Made during one of the more fertile periods in John Ford’s career, The Long Gray Line tends to be overshadowed by the surrounding masterpieces (The Searchers, The Sun Shines Bright) and popular successes (Mogambo, The Quiet Man). But dip into this slow-boiling vat of tears and you will find Ford’s nostalgia dissolving into a mess of contradictory emotions, ranging from despair to jubilation and every shade in between. A memory play in the mode of How Green Was My Valley and The Man Who Shot Liberty Valance, the film follows the career of Marty Maher, a West Point lifer looking back at 50 years of dutiful service with a fondness hardly in keeping with the often-painful scenes he recalls. He begins his career as an inept waiter seemingly incapable of carrying a saucer two feet without reducing it to shards, and his whole life resembles one long pratfall.
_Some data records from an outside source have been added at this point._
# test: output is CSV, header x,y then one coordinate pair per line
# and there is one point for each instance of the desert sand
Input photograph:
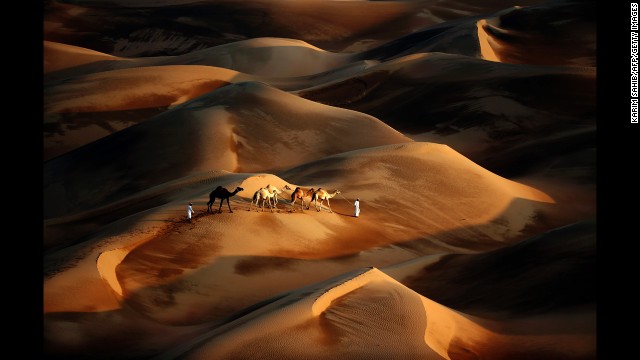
x,y
472,154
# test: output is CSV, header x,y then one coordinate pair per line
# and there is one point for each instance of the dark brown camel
x,y
298,193
221,193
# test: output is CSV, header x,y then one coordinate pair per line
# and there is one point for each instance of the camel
x,y
221,193
323,195
272,189
266,194
298,193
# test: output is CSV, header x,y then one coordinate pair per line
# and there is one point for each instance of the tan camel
x,y
265,194
222,194
298,193
323,195
274,190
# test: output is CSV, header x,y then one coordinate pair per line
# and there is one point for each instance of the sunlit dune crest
x,y
319,179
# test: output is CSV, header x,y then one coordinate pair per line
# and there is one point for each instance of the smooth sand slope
x,y
178,274
154,28
553,33
466,128
84,109
59,56
549,273
273,57
367,314
486,110
245,127
561,33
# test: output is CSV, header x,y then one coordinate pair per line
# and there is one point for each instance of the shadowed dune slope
x,y
57,56
552,33
367,314
429,192
274,57
83,109
550,272
483,109
155,28
245,127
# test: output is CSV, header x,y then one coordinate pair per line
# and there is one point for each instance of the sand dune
x,y
553,33
340,315
273,57
233,128
547,273
147,28
316,244
466,129
483,109
61,56
87,108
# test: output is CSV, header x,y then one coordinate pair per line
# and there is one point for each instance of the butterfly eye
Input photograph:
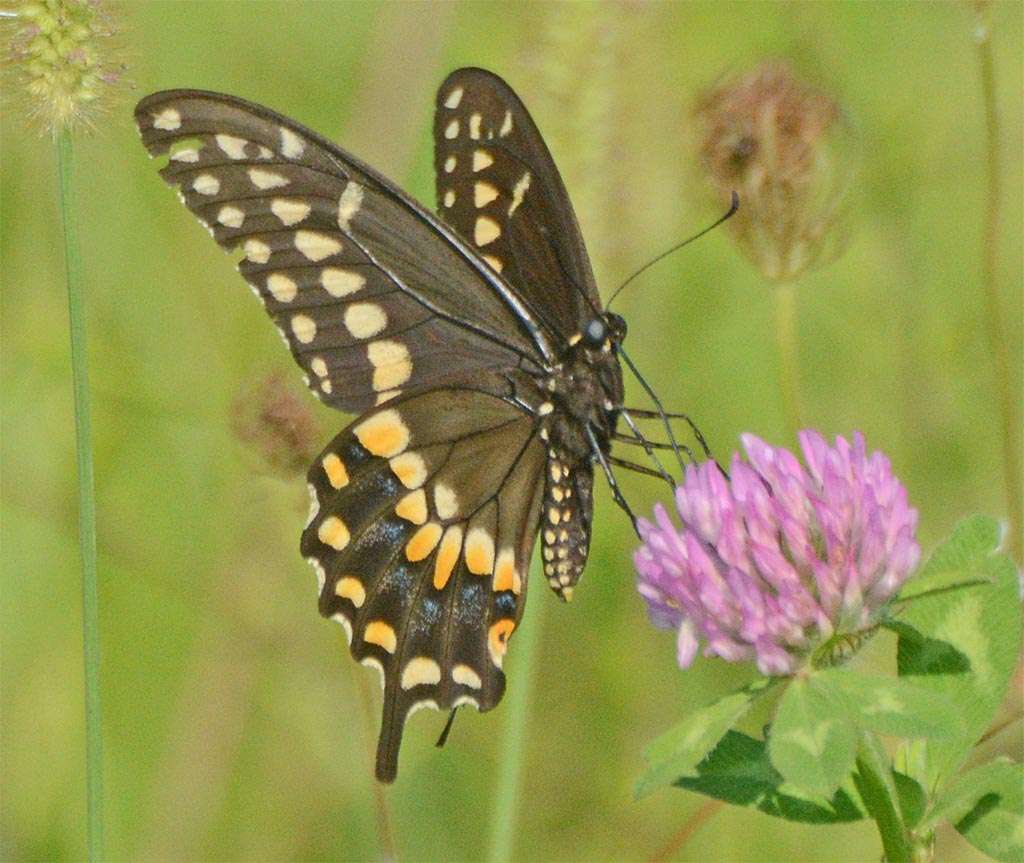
x,y
595,333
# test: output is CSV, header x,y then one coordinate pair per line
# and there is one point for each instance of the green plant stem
x,y
993,313
875,782
517,706
86,502
785,333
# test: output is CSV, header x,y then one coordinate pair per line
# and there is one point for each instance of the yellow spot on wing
x,y
479,552
392,364
465,676
333,532
486,230
283,288
420,671
448,556
383,434
423,543
483,193
349,588
411,469
335,470
381,634
365,319
341,283
413,507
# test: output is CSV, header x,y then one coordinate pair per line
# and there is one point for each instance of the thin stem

Shuffling from one failure to the next, he becomes a boxing instructor who can’t box and a swimming instructor who can’t swim. The film turns what is supposed to be a triumphant summation of a life well lived into an object lesson in falling upwards. One of the film’s running gags involves Marty foisting scalp cream upon a balding student—a young Dwight D. Eisenhower. Even with one of the teacher’s most famed and successful pupils, a hint of failure lingers.
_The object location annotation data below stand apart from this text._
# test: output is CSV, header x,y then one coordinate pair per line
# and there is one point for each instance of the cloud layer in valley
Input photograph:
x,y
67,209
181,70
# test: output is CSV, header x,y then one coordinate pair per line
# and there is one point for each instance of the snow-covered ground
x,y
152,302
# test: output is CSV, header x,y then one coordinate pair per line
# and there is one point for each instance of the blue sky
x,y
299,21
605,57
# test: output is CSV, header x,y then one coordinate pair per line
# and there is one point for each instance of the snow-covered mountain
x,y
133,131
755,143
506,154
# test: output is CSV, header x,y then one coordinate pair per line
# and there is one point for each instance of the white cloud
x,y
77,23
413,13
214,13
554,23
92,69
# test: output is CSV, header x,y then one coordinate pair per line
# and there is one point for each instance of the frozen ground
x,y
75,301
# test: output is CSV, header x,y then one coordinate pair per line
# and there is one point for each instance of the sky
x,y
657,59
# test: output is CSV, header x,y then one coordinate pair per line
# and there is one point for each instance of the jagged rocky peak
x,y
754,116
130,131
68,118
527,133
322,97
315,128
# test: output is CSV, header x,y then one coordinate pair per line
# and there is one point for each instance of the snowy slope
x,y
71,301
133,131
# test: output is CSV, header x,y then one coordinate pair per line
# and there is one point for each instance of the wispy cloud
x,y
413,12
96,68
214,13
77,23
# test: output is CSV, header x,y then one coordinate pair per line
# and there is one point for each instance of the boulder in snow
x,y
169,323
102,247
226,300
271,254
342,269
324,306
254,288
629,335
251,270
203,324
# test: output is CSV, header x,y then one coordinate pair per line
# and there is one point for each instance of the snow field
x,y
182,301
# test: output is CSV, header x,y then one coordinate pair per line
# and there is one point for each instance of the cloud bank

Time turns all stories to tragedies, and Marty’s is no exception. The proud tutor of great leaders becomes the bitter factor of cannon fodder. His wife and father die. He argues with a plaque of his dead mentor in the school hallways. At Christmas time, his house teems with students and well-wishers as an old song transports him to years past. Surrounded by this vibrant community, Marty seems utterly alone. Military structures overtake individual lives: the Maher line ends with the death of his infant son, while the lines of gray-suited cadets seemingly stretch into eternity. Celebration and sorrow grow increasingly tangled until we reach the film’s climactic parade, where hundreds of students march in tribute to Marty as the man’s long-departed wife and father proudly look on. The other officers glance sideways at Marty as he reaches out to this vision, and it’s hard to tell if their worried looks signal mere confusion or horror at what appears to be encroaching dementia. But what shame is there living in the past? Each one of us will take up residence there in due time.

2 comments:

Natalie said...

What a sorrowful-sounding film :( You described it wonderfully - thank you.

j_caouette said...

Natalie! Always good to hear from you. For the record, I should note that this film, despite its many heapings of sorrow, is also filled with a great deal of tenderness and humour. Still, I can see the last half-hour leaving you a sobbing wreck. Proceed with caution (and Kleenex).